No, I am not a rebel, neither am I, a revolutionist. You might be interested to note that there is a whole community of 40 somethings that share the exact sentiments as me. Yes, we are out there. Although I do not think that an entire decade of Hollywood or Bollywood movies could easily change some mindsets in favour of us 40 something single girls, there are those still roaming around contently with the notion that I have not passed my expiry date.
In addition, traditions and culture only add to the already preconceived ideas about my worth. In fact, the Bible is more forgiving when it comes to being single than even my own relatives. Paul speaks of being single as a “gift” (1 Cor. 7:7), and Jesus says it is good, “for those to whom it has been given” (Matt. 19:11). In India, women in their thirties are looked down upon and often verbally insulted for remaining unmarried, let alone the forties club. Most women have to endure not only been frowned upon but openly being denounced and shamed. From been considered a “cheap woman” to a “loose woman” the name-calling is endless.
So, dear society when engaging with the single 40-year-old, please proceed with caution. Do not assume that I am living an unfulfilled life with borderline depression, in constant haste to settle down. On contrary, I welcome conversation and banter, a joke here and there and even some gossip. But behold, I draw a visible line when you allude to my singleness with hopes to find me a man because you know of someone who has a nephew and his wife had just died. Spare me the kindness please, and move on briskly, we don’t, ‘take’ nicely to your kind. And yes, I am fully aware of tinder and dating apps. Thank you for the neighbour’s details so I can stalk him on Facebook and no, please do not pass my number to your WhatsApp contacts. I appreciate your ability to outline my unspeakable flaws and do hope that we meet again soon so that I can endure your passive verbal bashing.

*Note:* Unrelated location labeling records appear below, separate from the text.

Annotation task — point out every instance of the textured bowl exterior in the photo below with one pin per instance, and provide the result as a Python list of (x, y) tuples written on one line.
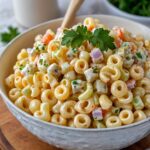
[(65, 137)]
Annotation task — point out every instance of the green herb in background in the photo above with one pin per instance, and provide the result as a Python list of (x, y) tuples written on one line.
[(7, 36), (100, 38), (137, 7)]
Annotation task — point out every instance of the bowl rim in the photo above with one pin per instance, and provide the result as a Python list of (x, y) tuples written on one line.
[(126, 13), (6, 99)]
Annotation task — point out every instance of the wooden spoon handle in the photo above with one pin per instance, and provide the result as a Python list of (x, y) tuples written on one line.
[(73, 7)]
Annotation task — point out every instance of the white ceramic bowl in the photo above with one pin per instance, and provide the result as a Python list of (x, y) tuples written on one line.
[(116, 11), (66, 137)]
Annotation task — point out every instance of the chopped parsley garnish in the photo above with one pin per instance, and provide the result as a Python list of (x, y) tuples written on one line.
[(74, 50), (9, 35), (100, 38), (21, 67), (41, 61), (139, 55)]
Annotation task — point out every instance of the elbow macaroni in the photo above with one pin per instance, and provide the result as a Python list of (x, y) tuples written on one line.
[(83, 86)]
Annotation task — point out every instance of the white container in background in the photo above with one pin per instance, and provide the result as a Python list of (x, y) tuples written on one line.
[(32, 12)]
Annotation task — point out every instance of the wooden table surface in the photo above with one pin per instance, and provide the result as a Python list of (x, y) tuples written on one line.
[(13, 136)]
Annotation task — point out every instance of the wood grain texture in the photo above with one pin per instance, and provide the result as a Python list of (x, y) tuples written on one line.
[(13, 136)]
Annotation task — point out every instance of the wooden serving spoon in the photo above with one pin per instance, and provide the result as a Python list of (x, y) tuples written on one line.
[(71, 11)]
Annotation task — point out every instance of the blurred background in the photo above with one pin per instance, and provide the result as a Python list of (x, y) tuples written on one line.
[(18, 15)]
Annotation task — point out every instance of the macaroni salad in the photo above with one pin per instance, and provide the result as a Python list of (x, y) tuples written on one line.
[(88, 76)]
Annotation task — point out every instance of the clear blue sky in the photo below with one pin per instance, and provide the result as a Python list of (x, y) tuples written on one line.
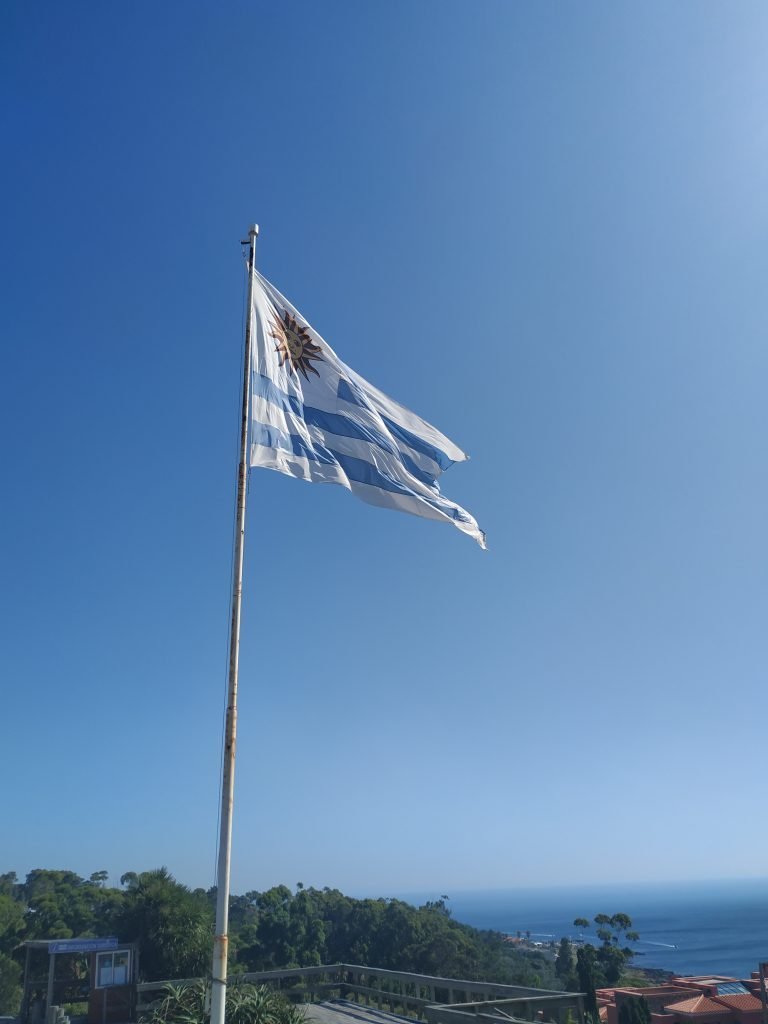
[(541, 225)]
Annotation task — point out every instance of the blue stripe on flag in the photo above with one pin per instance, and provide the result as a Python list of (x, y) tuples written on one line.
[(356, 469), (337, 423), (356, 395), (419, 444)]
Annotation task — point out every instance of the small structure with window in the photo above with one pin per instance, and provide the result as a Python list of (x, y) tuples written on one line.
[(95, 976)]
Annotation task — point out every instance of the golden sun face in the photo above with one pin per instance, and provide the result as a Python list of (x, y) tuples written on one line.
[(294, 344)]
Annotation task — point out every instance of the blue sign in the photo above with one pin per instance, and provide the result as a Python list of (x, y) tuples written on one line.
[(82, 945)]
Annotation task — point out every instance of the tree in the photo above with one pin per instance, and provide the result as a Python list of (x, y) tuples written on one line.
[(173, 926), (589, 979), (564, 960), (610, 957)]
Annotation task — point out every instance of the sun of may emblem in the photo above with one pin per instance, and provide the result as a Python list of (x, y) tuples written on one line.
[(294, 344)]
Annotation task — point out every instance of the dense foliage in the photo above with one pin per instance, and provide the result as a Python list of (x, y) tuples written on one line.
[(278, 928), (245, 1005)]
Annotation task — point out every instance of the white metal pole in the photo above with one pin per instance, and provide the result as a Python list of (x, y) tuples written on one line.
[(218, 972)]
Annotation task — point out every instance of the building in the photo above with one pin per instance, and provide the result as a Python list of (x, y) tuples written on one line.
[(707, 999)]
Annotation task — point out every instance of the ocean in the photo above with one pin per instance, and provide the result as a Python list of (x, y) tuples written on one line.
[(687, 928)]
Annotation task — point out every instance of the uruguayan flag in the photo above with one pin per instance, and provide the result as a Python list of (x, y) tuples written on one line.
[(314, 418)]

Suffice to say, I entered 40 with great expectations. I am just a year older on the calendar but feel exactly as I did at 39. So, if I received a penny for every time I was asked if I am single or married, oh yes, I would be listed on the Forbes 100 rich list. In a more realistic world, it would be one of life’s greatest joy to not be placed in a box where I am forced to define myself according to the standards of the world. Life as I know it is still continuing and I thank God for that. My reward has always been knowing Jesus and only He shall direct my journey.
Hazel Moonsamy has 15 years of experience in local Government serving in the Mayor’s office of Ethekwini, stationed with the Deputy Mayor. She has extensive political knowledge and shares a desire to aid the less fortunate. She is passionate about her walk with Christ and does not shy away from revealing her love for Christ. Hazel has been the news anchor on Megazone Radio for two years and currently hosts her own show called the Saturday Rejoice on Radio Hallelujah. She attends New Hope Ministries in Durban. She has taught Sunday School since the age of 12 years, led worship, and was actively involved in youth and Children’s ministry.